Analysis: Mining and prospecting dispute area larger than Belgium within Yanomami land
RIO DE JANEIRO, BRAZIL – Recent attacks by miners in the Palimiú region are only the tip of the iceberg in a territory where over 3 million hectares are formally claimed by miners, in 500 petitions registered with Brazil’s National Mining Agency (ANM).
Rifle shots, gas bombs, threats – indigenous people of Yanomami land, a vast territory in the heart of the Amazon, have spent the last month under attack by miners.
Since May 10, when 7 boats opened fire on dozens of indigenous people sitting on the banks of the Uraricoera river, not a week has gone by without new threats being registered. The most recent occurred on June 17, when miners sank a canoe with children on board, forced to swim to safety from the attack.

Information collected by the Amazon Socio-environmental Information Network (RAISG), shows 43 active mining sites on the Uraricoera river, which begins near the border with Venezuela and reaches almost as far as Boa Vista, the capital of Roraima, with the village of Palimiú as a sort of geographic center. The community has become the epicenter of the war on illegal mining after its inhabitants decided to intercept the river supply route to the camps.
Now, data from Amazônia Minada, an InfoAmazonia project monitoring mining requests in protected Amazon areas, uncovers another facet of this conflict. The Yanomami TI, a vast territory of almost 10 million hectares divided between Amazonas and Roraima, is the Brazilian indigenous land with the largest area formally requested for mining.
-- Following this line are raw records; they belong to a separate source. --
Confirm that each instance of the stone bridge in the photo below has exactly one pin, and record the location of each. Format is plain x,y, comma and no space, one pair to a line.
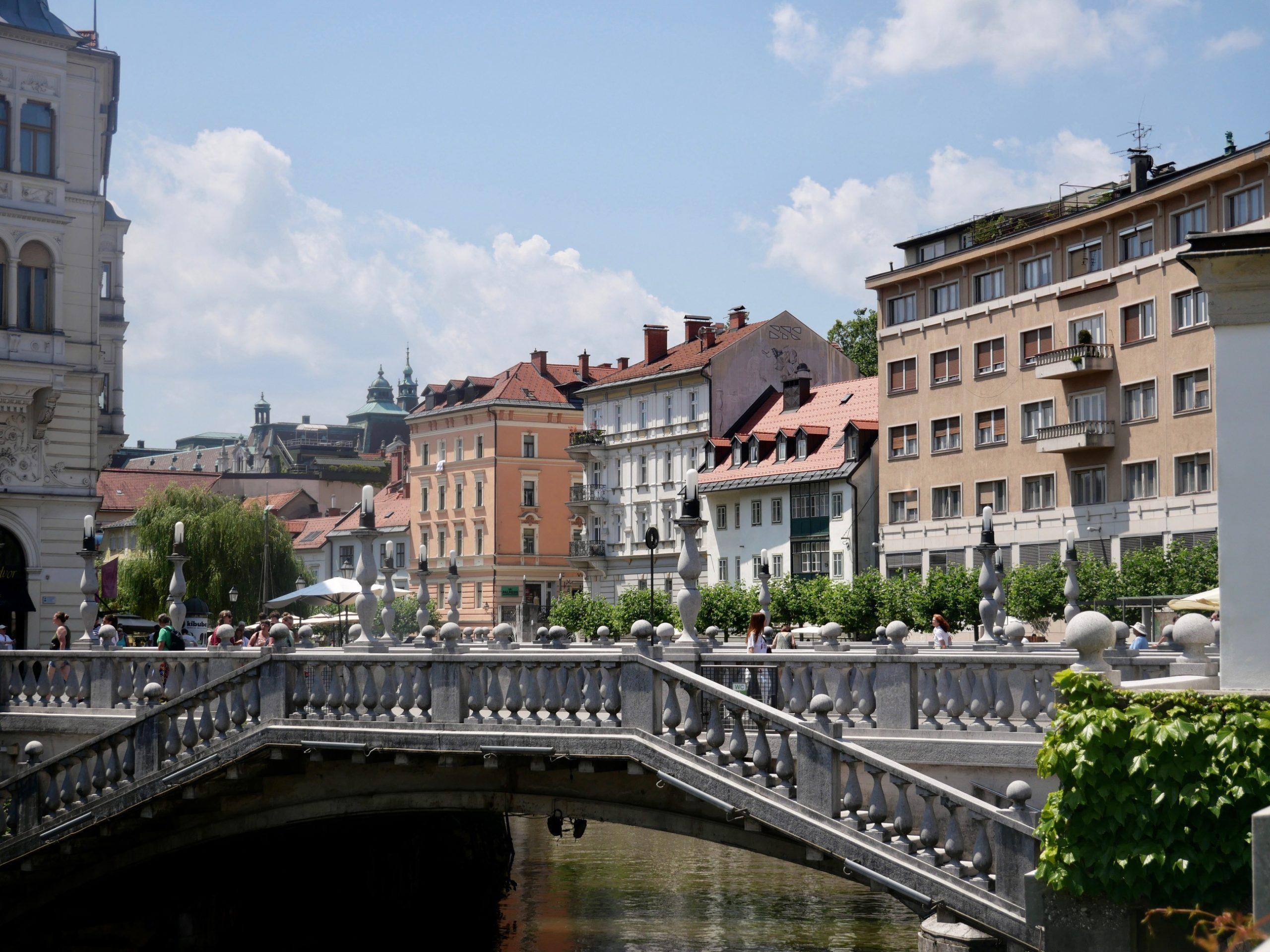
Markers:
799,756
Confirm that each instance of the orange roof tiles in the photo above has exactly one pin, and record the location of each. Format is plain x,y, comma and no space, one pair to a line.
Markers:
824,416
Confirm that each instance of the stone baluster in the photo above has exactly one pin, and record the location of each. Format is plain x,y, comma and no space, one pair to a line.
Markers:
853,796
785,778
978,699
929,834
1005,701
878,812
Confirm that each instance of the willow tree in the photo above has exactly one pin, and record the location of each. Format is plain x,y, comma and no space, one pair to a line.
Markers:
225,542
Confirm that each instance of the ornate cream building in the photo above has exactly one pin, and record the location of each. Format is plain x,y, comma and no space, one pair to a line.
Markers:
62,307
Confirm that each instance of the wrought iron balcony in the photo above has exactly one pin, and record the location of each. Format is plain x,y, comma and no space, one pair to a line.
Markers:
1075,361
1072,437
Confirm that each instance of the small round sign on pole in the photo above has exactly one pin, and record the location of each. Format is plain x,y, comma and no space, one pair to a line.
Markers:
651,540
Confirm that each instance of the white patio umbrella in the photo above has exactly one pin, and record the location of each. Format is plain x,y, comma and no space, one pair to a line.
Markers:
1208,601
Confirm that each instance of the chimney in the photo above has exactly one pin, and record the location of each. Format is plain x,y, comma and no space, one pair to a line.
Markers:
654,342
694,325
798,389
1140,164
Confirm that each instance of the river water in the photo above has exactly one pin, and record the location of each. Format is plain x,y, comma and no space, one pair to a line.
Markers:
627,889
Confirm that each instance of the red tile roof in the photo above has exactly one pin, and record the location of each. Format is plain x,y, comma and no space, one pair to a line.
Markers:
125,490
824,416
684,357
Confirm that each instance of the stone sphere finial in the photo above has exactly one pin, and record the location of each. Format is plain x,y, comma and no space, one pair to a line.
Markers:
896,634
1194,633
1090,634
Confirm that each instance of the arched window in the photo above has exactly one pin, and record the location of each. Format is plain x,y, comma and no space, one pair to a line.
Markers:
37,139
35,289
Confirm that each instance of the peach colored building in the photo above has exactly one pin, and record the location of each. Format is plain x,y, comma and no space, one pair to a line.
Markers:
492,479
1056,363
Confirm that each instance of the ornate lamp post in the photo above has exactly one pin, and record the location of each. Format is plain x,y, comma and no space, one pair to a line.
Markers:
690,524
88,584
365,604
177,588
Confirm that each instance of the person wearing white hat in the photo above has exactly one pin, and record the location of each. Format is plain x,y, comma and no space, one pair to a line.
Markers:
1140,638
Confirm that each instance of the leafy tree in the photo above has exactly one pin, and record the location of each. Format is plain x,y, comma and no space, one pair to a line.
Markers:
633,606
583,613
859,339
727,606
225,543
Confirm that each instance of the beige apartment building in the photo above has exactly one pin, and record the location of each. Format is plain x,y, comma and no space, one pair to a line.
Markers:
1056,363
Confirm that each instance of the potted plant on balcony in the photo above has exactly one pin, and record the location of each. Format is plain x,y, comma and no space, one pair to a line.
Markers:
1082,339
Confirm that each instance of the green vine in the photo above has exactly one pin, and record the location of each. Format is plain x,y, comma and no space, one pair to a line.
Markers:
1156,794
Some 3.3 million hectares (34.3% of the total area of the TI) are claimed for mineral extraction in 500 petitions registered with ANM – a land area larger than Belgium (3 million hectares) or the state of Alagoas (2.7 million hectares) disputed by miners. Almost a third of all these registered applications are for gold mining.
Palimiú is besieged by claims and the Uraricoera river itself, from where the miners attack, is entirely covered by mining protocols registered with ANM.
The wealth of the subsoil of the Yanomami Indigenous Land is such that its total area requested for mining exceeds even the sum of all other requests for mineral extraction on indigenous lands. This means that no other region in Brazil is under such fierce dispute with this segment.
These petitions cannot prosper because there is still no law in Brazil authorizing mineral exploration on demarcated indigenous lands. That said, they remain untouched, in anticipation of a legislative change, which has grown with the arrival of Jair Bolsonaro to the Planalto Palace in 2019.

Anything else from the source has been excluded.